Terry Gilliam has mixed emotions about finally releasing his labour of love, The Man Who Killed Don Quixote, because he spent a quarter of a century getting it to the big screen.

The British moviemaker's latest movie premiered at the Cannes Film Festival in France over the weekend, after Gilliam spent 25 years wrestling with on-set location disasters, casting issues and financing problems, and mixed with a sense of relief is the realisation he no longer has his Cervantes adaptation to turn to in between film projects.

"I have nothing in my life anymore," he laughs in a new Deadline interview. "It’s true, my mind is a blank now. There was always that thing where you’d look over and there was this old guy (Don Quixote) standing up going, 'What about me?'

"It’s all gone. I'm wonderfully free. What that means, I don’t know yet. I haven’t been able to process it yet. It’s been so concentrated on this, and all the s**t we’ve been doing in the past few weeks."

That includes a last minute bid to keep the film from screening at Cannes by a former producer.

Gilliam admits the business dramas linked to each film he makes has prompted him to consider retirement.
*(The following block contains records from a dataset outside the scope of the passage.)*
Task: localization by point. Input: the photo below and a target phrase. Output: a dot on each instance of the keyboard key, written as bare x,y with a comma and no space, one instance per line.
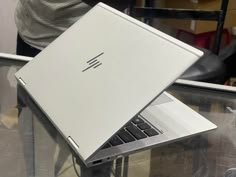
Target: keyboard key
151,132
137,120
138,134
115,141
128,124
126,137
106,146
144,126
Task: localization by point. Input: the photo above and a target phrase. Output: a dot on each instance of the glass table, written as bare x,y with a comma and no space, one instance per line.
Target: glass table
31,147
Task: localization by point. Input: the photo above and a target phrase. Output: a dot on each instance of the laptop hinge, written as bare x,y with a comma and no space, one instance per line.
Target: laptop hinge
73,143
22,81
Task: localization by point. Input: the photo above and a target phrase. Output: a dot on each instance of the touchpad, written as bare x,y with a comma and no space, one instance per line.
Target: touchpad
163,98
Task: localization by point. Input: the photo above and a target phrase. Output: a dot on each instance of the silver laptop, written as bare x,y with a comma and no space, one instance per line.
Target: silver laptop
101,74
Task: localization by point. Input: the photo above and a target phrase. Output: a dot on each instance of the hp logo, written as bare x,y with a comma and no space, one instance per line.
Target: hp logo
93,63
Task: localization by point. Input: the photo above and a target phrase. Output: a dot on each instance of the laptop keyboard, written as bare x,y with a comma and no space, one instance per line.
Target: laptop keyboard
134,130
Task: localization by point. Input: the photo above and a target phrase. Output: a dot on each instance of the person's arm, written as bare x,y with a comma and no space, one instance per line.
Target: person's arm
118,4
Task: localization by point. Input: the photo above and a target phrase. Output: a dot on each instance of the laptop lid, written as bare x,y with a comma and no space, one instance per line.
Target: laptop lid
100,73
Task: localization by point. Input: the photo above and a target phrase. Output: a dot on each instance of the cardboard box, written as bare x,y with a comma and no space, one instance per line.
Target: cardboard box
199,4
198,26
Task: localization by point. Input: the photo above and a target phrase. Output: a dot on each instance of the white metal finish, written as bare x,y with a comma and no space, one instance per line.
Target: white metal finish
138,63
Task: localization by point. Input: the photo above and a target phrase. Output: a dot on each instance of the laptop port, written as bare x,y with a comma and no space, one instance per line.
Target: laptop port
97,162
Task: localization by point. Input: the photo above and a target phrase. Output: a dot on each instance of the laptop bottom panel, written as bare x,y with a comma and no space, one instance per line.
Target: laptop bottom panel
169,117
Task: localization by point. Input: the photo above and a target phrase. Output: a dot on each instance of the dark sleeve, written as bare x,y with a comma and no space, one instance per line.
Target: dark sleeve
117,4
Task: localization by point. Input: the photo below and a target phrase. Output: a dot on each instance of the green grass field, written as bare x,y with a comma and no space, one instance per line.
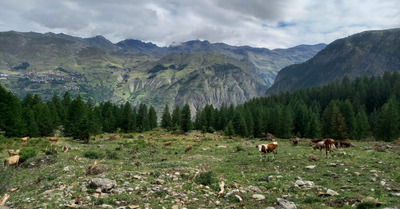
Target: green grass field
150,175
"My problem is it’s always been a bit like this...," he adds. "Right now I have to process this and decipher whether I ever want to make a movie again. But luckily my memory is so bad I forget all the s**t and remember the good bits, so I march off again like an idiot."
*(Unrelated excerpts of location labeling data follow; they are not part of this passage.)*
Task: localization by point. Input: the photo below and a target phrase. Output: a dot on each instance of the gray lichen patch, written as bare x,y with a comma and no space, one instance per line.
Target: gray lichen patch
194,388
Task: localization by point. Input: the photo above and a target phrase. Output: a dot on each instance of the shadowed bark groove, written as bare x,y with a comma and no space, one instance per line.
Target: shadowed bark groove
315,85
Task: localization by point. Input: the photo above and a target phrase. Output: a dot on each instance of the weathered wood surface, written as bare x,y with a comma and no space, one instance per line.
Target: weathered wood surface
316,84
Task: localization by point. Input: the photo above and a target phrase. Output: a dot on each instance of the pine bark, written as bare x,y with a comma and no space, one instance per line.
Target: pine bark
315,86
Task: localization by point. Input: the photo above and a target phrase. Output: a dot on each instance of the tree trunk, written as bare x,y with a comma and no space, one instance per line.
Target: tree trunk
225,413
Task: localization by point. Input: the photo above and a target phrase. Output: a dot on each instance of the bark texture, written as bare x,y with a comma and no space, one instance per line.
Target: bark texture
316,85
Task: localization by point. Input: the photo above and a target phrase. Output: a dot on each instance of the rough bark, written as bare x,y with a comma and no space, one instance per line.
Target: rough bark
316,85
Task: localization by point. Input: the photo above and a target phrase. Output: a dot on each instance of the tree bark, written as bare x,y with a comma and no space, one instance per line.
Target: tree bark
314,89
And one of the good bits is working with Adam Driver, who replaced Johnny Depp and Ewan McGregor in the film.

"He’s not at all like an actor," the director explains. "He’s not a standard good-looking leading man. But I just knew it, even if I had no idea he would be as brilliant as he was. Every day he was coming in and being funnier and funnier."

Terry credits his daughter Amy with introducing him to his leading man, adding, "She said, 'You’ve got to meet this guy'. I don’t even know if I'd seen the Star Wars with him. I went and I met him and it was one of those totally instinctive moments."